Emsal Mahkeme Kararı İstanbul Bölge Adliye Mahkemesi 43. Hukuk Dairesi 2021/1875 E. 2021/1402 K. 18.11.2021 T.

Görüntülediğiniz mahkeme kararı henüz kesinleşmemiştir. Yararlı olması amacıyla eklenmiştir.

T.C.
İSTANBUL
BÖLGE ADLİYE MAHKEMESİ
43. HUKUK DAİRESİ
DOSYA NO: 2021/1875
KARAR NO: 2021/1402
T Ü R K M İ L L E T İ A D I N A
İ S T İ N A F K A R A R I
İNCELENEN KARARIN
MAHKEMESİ: BAKIRKÖY 3. ASLİYE TİCARET MAHKEMESİ
TARİHİ: 08/07/2021
NUMARASI: 2021/423 Esas – 2021/625 Karar
DAVA: Şirketin İhyası
İSTİNAF KARAR TARİHİ: 18/11/2021
Taraflar arasında görülen dava neticesinde ilk derece mahkemesince verilen hükmün Davacı vekilince istinaf edilmesi üzerine düzenlenen rapor ve dosya kapsamı incelenip gereği görüşülüp düşünüldü;
TARAFLARIN İDDİA VE SAVUNMALARININ ÖZETİ
DAVA: Davacı vekili dava dilekçesinde; Kurumlarının sigortalılarından …’nın ihyası istenen … Şirketi’ne ait işyerinde geçirdiği iş kazası sonucu maluliyeti nedeniyle kazalı işçiye bağlanan gelir neticesinde oluşan kurum zararının tahsili için, Bakırköy 11.İş Mahkemesi’nin 2011/487 Esas 2014/333 Karar sayılı dosyası üzerinden açılan rücuen alacak davası sonucunda müvekkili kurumun alacağının davalı şirketten tahsiline karar ilişkin verilen kararın Yargıtay kararı ile onandığını, kurumları tarafından bu ilama dayalı alacağın tahsili için Bakırköy …İcra Müdürlüğü’nün … Esas sayılı dosyasından takip başlatıldığını, dava dosyalarının Yargıtay incelemesinde iken, ihyası istenen borçlu şirketin ticaret sicilinden resen terkin edildiğinin belirlendiğini, icra takibinin devamı ve taraf teşkilinin sağlanması ve ilgili şirketin yeniden ihyası ve tasfiye memuru tayini için iş bu davanın açıldığını, ihyasını istedikleri şirketin sicil kaydının 6102 sayılı TTK’ nın geçici 7. maddesi uyarınca ticaret sicilinden re’sen terkin edildiğinden yani tasfiyesi olmadığından husumet sadece ticaret sicil müdürlüğüne yöneltildiğini, müvekkili kurumun alacağının terkinden önce doğmuş olduğunu, bu sebeple de sicilden silinme kurucu değil açıklayıcı nitelikte olduğunu, müvekkili kurumun terkinden önce doğmuş bir alacağı bulunduğundan bu aşamada yapılan terkinin usulsüz olduğunu, bu nedenlerle … Anonim Şirketi’ne ait işyeri ünvanlı şirketin yeniden ihyasını ve tasfiye memuru tayinine karar verilmesini, mahkeme masrafı ve avukatlık ücretinin davalıdan tahsiline karar verilmesini talep etmiştir.
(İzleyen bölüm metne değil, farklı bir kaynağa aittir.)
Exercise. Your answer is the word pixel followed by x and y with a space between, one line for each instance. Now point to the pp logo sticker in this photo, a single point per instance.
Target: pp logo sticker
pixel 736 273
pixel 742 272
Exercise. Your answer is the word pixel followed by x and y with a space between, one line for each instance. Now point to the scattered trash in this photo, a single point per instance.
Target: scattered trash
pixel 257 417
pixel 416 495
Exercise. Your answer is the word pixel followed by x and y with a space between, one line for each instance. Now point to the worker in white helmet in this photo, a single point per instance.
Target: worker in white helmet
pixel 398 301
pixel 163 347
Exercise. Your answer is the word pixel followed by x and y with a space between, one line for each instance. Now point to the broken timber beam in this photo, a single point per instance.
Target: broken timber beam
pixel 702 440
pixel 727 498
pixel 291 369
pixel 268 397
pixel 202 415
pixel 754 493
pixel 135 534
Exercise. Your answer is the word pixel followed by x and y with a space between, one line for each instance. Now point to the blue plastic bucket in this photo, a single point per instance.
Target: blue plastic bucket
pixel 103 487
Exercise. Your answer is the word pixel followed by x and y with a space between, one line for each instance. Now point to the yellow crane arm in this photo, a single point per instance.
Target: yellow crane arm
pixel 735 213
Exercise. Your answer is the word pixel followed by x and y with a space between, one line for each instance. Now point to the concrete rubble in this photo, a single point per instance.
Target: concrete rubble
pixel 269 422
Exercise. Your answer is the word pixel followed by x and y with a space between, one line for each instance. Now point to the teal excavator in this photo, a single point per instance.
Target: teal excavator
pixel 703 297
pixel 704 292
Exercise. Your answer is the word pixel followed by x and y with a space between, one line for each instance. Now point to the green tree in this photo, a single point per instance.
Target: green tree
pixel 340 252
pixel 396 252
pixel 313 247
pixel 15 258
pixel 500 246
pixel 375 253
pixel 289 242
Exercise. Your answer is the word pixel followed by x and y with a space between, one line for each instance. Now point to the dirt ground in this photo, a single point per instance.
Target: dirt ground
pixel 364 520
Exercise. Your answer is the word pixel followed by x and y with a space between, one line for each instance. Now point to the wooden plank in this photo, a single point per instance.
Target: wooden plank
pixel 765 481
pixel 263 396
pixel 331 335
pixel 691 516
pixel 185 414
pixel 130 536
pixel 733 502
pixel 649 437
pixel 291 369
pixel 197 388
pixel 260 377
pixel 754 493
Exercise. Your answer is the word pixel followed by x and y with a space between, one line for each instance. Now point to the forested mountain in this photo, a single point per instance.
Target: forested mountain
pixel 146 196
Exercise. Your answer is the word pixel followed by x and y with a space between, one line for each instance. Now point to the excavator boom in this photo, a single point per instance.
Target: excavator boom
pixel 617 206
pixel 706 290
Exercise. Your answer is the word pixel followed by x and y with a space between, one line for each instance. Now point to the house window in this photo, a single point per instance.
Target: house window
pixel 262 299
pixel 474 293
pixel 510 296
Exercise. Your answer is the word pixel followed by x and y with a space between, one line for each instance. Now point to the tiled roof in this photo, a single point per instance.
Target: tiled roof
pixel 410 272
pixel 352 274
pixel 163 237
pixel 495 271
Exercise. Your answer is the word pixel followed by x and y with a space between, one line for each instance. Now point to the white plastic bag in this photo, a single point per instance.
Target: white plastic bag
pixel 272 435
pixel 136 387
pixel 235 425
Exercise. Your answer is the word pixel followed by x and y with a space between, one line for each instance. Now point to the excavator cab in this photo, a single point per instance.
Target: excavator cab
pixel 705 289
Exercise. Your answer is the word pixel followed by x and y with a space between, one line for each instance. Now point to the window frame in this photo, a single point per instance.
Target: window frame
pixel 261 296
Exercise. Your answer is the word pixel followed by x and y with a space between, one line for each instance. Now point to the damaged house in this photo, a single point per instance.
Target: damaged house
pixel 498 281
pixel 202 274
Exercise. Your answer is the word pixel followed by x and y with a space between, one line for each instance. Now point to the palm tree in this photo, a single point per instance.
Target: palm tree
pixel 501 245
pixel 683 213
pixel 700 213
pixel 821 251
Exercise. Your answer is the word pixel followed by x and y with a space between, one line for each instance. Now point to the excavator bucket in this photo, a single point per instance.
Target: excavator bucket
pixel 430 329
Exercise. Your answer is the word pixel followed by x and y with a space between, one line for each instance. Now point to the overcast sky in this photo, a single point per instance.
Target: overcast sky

CEVAP: Davalı İstanbul Ticaret Sicil Müdürlüğü vekilinin 28/05/2021 havale tarihli cevap dilekçesini özetle; Ticaret Sicili Müdürlüğünün TTK.m.32 ve Ticaret Sicili Yönetmeliği m.34 hükmü çerçevesinde işlem yaptığını, müvekkili Ticaret Sicili Müdürlüğünün resen terkin işlemi, 6102 sayılı Kanunun Geçici 7’nci maddesi ve 30.12.2012 tarihli ve 28513 sayılı Resmi Gazete’de yayımlanarak yürürlüğe girmiş olan “Münfesih Olmasına Veya Sayılmasına Rağmen Tasfiye Edilmemiş Anonim ve Limited Şirketler İle Kooperatiflerin Tasfiyelerine ve Ticaret Sicili Kayıtlarının Silinmesine İlişkin Tebliğ” kapsamında olup, tesis edilen işlemde hukuka aykırılık bulunmadığını, 6102 sayılı Türk Ticaret Kanunu Geçici 7’nci Maddenin 15’nci fıkrası, “Ticaret sicilinden kaydı silinen şirket veya kooperatifin alacaklıları ile hukuki menfaatleri bulunanlar haklı sebeplere dayanarak silinme tarihinden itibaren beş yıl içinde mahkemeye başvurarak şirket veya kooperatifin ihyasını isteyebilir.” hükmünü haiz olduğunu, müvekkili Ticaret Sicili Müdürlüğünün, mahkeme hükmü olmaksızın bir şirketi tekrar sicile tescil yükümlülüğü bulunmadığını, bu nedenlerle haksız ve yasal dayanaktan yoksun davanın reddine, yargılama giderleri ve vekalet ücretinin karşı tarafa yükletilmesine karar verilmesini talep etmiştir.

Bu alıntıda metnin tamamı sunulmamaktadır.